Shrinking Horizon Model Predictive Control with Signal Temporal Logic Constraints under Stochastic Disturbances
It provides a practical control framework for safety-critical systems where probabilistic satisfaction of temporal logic specifications is required under uncertainty.
This paper introduces a Shrinking Horizon Model Predictive Control method for linear systems under stochastic disturbances that ensures Signal Temporal Logic specifications are satisfied with high probability. The approach is validated on an HVAC system, showing effective control without requiring full knowledge of disturbance distributions.

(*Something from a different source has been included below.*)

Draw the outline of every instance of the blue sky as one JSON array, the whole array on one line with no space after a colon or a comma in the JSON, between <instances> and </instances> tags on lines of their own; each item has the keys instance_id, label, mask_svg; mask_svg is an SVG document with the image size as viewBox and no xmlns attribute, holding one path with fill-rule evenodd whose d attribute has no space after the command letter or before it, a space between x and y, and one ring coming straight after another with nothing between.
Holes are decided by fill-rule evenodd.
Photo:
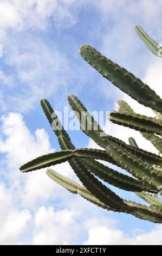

We present Shrinking Horizon Model Predictive Control (SHMPC) for discrete-time linear systems with Signal Temporal Logic (STL) specification constraints under stochastic disturbances. The control objective is to maximize an optimization function under the restriction that a given STL specification is satisfied with high probability against stochastic uncertainties. We formulate a general solution, which does not require precise knowledge of the probability distributions of the (possibly dependent) stochastic disturbances; only the bounded support intervals of the density functions and moment intervals are used. For the specific case of disturbances that are independent and normally distributed, we optimize the controllers further by utilizing knowledge of the disturbance probability distributions. We show that in both cases, the control law can be obtained by solving optimization problems with linear constraints at each step. We experimentally demonstrate effectiveness of this approach by synthesizing a controller for an HVAC system.